Et cela leur fait un bien fou.
D'autant qu'avec l'approche de la pleine lune, Ophelia ne dit pas non à un peu plus de sérénité, et de temps pour Circé à préparer ses potions.
Quelques jours avant, la magicienne sort de la cuisine avec une fiole remplie d'un liquide peu ragoûtant. Elle la tend à Ophelia, qui l'examine avec une moue écoeurée.
- Et voilà ! Il faut que tu en boives la moitié maintenant, et l'autre moitié le matin avant la pleine lune.
Elle a l'air si satisfaite qu'Ophelia n'ose pas lui faire remarquer que sa mixture ressemble a du vomi. Elle penche le petit récipient au dessus de sa bouche, et du bout des lèvres, elle avale la dose nécessaire en une seule gorgée.
Elle ne peut s'empêcher de tousser.
- J'espère que ça va marcher, articule-t-elle en essayant de chasser le goût amer de sa langue.
- Dans tous les cas, je serai avec toi. J'ai encore la potion de l'autre fois qui me change en lionne. Et j'essaierai de ne pas te blesser en défendant l'enclos.
Ophelia esquisse un mince sourire. Au fond d'elle, même si l'appréhension est encore là, elle est rassurée de savoir que Circé ne la laissera pas tomber.
Le matin fatidique, elle avale le reste de la mixture et se prépare mentalement à perdre encore le contrôle d'elle-même.
Pourtant, à la tombée de la nuit, lorsque sa peau se transforme en pelage gris, un étrange phénomène se produit.
À la place de l'éternel trou noir que provoquent ses transformations, elle se retrouve à quatre pattes - et elle s'en rend compte. Tout comme elle réalise qu'elle part en courant jusqu'à la forêt.
C'est extraordinaire. Circé n'a peut-être pas trouvé la solution pour la débarrasser de sa malédiction, mais elle lui a permis quelque chose d'inédit : garder conscience pendant les nuits de pleine lune, se souvenir de ce qu'elle fait.
Pendant les premières heures de la nuit, émerveillée par les sensations qu'elle découvre - l'odeur de la nature, des arbres et des plantes, les bruits décuplée, la sensation de la terre sous ses pattes - elle se contente de parcourir l'île sous tous ses angles pour la redécouvrir.
Mais alors que le ciel commence à s'éclaircir, Ophelia se rend compte qu'elle est affamée. Son ventre produit d'affreux grognements, comme si un monstre était en train de grandir dans son estomac.
Et puis elle distingue une odeur qu'elle avait jusque là laissée de côté. Un fumet comme elle n'a jamais senti. Presque envoûtée, elle se met à marcher à pas de velours pour remonter jusqu'à la source de ce parfum délicieux.
Elle sort de la forêt, voit réapparaître les murs blancs de la maison de Circé. Mais l'odeur ne provient pas de la maison.
Alors elle contourne le bâtiment.
Et là, elle les voit. Un troupeau tout entier de porcs, gras à souhaits. Lorsqu'ils aperçoivent la louve, ils se réfugient dans le coin le plus éloigné de l'enclos.

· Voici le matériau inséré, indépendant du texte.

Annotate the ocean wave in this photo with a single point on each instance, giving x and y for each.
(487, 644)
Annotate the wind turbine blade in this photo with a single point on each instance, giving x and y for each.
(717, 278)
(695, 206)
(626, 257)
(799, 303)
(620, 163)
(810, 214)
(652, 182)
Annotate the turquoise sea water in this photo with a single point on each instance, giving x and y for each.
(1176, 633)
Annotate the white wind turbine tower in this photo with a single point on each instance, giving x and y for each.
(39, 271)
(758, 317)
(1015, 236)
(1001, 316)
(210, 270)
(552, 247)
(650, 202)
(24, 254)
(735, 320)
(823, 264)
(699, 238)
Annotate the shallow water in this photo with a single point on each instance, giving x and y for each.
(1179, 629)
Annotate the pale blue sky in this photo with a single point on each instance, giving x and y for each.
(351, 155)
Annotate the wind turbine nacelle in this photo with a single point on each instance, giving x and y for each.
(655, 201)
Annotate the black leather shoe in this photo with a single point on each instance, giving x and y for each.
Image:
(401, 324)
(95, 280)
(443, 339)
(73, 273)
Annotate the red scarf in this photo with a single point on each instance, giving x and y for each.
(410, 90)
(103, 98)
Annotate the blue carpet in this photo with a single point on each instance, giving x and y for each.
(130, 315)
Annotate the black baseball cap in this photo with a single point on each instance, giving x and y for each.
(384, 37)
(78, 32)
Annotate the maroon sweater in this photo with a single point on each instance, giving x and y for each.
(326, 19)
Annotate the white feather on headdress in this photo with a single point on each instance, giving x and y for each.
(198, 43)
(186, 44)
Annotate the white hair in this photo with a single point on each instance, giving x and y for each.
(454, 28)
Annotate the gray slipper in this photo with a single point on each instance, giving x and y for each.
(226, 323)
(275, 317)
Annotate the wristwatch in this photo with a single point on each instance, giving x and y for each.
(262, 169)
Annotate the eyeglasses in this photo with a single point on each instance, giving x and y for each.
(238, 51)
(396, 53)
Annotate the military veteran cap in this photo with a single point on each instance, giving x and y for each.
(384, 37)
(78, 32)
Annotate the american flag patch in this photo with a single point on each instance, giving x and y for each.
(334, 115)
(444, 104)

Ophelia pourrait sauter, sans hésiter. Elle n'a encore jamais franchi une telle hauteur en étant consciente dans son corps de bête. Pourtant, elle sent au fond d'elle qu'elle possède largement la force nécessaire. Ses jambes ne flanchent pas. Elle est solide sur ses appuis. Elle peut même reculer pour prendre son élan, avant de foncer vers son repas.
Mais entre elle et les cochons, se dresse un obstacle. Une lionne, aussi svelte qu'Ophelia est musclée. Une lionne qui la regarde avec des yeux brillants, presque humains, et qui semble la supplier de ne pas sauter.